Your luxuriant world with predecessors
of elephant, buffalo and crocodile
became imperceptibly slowly buried
beneath layer upon layer of sediment.
After hundreds of thousands of years of waiting
you lift up your once so strong hands
of what is now caked grit,
reach out towards me
and want my mouth to breathe
life into her. I incorporate you
when our descendents survive,
according to a theory far from proven yet.

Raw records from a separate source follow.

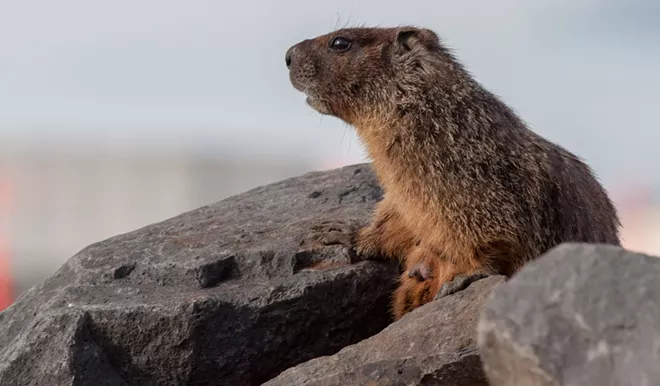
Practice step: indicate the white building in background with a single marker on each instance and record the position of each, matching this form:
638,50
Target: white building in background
64,198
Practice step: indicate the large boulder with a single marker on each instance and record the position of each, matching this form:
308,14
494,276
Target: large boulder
580,315
432,345
222,295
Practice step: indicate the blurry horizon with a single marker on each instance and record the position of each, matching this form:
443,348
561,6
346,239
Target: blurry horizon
98,97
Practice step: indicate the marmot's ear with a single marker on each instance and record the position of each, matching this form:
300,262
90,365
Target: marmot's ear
408,38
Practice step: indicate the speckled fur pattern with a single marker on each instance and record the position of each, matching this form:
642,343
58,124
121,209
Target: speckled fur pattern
468,186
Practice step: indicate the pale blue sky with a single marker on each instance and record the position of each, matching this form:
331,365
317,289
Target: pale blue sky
583,73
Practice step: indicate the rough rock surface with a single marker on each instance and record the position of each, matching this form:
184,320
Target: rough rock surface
433,345
222,295
579,315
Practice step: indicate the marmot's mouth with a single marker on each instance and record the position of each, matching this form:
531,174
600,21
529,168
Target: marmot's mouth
318,105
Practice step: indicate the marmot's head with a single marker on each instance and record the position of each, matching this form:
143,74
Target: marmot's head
355,72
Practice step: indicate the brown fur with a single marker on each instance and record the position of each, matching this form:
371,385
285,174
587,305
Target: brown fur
467,186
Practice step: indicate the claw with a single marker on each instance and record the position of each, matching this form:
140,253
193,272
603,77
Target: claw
419,271
459,283
329,233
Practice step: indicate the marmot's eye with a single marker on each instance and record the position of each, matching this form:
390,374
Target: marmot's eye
340,44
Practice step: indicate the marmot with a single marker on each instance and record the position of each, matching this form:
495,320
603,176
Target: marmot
469,189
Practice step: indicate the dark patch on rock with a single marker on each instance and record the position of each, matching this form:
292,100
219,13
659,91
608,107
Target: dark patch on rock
432,345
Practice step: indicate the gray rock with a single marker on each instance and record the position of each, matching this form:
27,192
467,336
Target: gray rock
222,295
433,345
579,315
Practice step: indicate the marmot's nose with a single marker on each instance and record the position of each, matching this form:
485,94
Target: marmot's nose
287,57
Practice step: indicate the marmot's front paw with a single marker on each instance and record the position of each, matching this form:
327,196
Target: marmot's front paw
459,283
330,233
420,271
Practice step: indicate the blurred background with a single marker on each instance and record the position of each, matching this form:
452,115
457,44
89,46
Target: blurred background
115,115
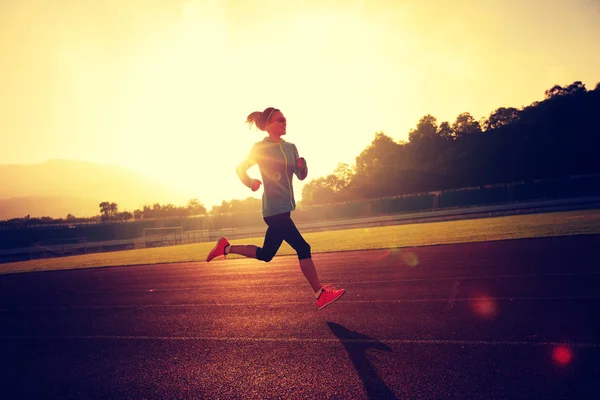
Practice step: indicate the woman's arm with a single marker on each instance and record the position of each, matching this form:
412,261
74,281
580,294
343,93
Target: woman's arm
300,168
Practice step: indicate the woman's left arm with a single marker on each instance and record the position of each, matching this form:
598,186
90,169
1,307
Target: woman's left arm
300,168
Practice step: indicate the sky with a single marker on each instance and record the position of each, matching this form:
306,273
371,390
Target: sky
164,86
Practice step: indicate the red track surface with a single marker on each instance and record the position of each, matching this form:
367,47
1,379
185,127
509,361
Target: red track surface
499,320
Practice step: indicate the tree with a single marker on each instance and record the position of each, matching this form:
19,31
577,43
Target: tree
465,125
501,117
108,210
445,131
426,129
194,207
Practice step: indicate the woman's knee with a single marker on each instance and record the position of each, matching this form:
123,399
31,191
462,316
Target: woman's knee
263,255
303,251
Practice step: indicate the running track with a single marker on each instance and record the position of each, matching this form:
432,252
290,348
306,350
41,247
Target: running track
498,320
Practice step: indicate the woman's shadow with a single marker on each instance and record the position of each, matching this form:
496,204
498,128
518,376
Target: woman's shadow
356,345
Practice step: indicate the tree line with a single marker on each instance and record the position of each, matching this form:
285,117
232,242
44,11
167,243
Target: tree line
556,137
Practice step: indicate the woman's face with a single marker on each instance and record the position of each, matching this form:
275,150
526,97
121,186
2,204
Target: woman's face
276,124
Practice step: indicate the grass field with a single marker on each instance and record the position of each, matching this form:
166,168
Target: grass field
474,230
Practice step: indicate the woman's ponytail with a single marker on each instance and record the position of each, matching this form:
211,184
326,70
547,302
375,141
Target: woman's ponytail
260,119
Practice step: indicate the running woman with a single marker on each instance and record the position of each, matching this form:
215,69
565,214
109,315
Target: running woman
278,161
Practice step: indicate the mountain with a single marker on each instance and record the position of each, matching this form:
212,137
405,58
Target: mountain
56,188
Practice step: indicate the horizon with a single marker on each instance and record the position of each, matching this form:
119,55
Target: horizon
165,87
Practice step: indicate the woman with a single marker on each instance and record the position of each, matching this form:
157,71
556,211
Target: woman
278,161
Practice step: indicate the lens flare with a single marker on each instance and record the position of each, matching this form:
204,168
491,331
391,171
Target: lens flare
562,355
410,259
484,306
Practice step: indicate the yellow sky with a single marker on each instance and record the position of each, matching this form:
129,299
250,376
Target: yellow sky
164,86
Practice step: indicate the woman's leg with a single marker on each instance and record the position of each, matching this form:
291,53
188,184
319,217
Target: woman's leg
246,250
272,242
293,237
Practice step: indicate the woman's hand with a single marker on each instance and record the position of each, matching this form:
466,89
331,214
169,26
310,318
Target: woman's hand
255,185
300,163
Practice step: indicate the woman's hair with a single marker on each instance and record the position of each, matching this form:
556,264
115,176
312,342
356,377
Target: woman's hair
260,118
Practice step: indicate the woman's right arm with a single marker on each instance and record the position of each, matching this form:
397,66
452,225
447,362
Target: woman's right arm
243,174
242,169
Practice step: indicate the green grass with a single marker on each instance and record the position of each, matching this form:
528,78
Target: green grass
476,230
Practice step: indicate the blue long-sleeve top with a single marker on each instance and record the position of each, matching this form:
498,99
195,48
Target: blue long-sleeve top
277,164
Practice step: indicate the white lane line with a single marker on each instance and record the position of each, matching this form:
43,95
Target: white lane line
238,304
307,340
295,284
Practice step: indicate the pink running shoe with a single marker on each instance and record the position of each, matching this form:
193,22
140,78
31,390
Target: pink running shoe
218,251
329,295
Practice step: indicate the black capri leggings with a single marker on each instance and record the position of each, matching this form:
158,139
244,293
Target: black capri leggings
280,228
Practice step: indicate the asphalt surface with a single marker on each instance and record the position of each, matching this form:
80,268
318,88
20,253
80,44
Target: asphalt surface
498,320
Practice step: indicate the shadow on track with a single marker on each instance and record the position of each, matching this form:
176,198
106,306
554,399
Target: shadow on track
356,345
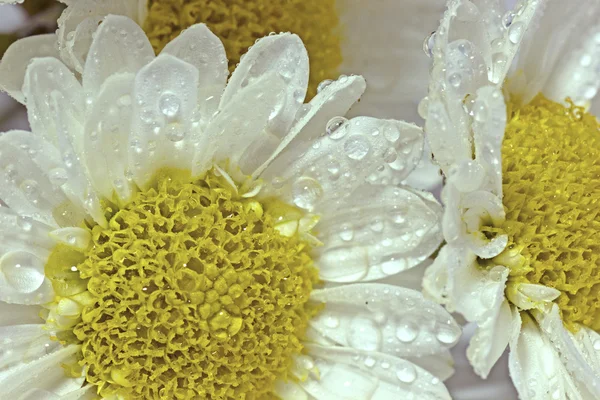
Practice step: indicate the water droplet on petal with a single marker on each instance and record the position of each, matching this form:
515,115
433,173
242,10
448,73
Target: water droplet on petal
336,128
407,374
357,147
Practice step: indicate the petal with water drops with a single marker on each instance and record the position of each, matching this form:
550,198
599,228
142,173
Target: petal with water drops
119,46
325,109
27,166
362,375
44,373
19,54
574,360
384,318
366,240
164,130
535,368
241,134
106,138
285,55
198,46
24,343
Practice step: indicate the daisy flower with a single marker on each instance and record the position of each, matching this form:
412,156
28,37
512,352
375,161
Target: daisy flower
520,154
170,233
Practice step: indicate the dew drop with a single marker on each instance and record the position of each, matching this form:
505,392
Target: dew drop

The line from the volcano’s summit
past the sultan’s palace to the sea’s abyss
spans the sacred space of the culture
in which until the end you are embedded.
It preserves the balance between
the heavenly bodies and the daily life of prayer
and service, of birth, dying and grief.
May nothing disrupt this imposed harmony
or neighbours will view us with darkened gaze,
fire will rise up from Merapi, blood
descend from the world of ancestors.
So I am taught, ignorant as I still am,
and I am all ears and see charred fields
where the rice now rustles in a gentle breeze, hear
envy in a friendly voice, and bow
my head because I have so little own control.



The gamelan strikes up, copper against copper
brings a former pledge to its conclusion.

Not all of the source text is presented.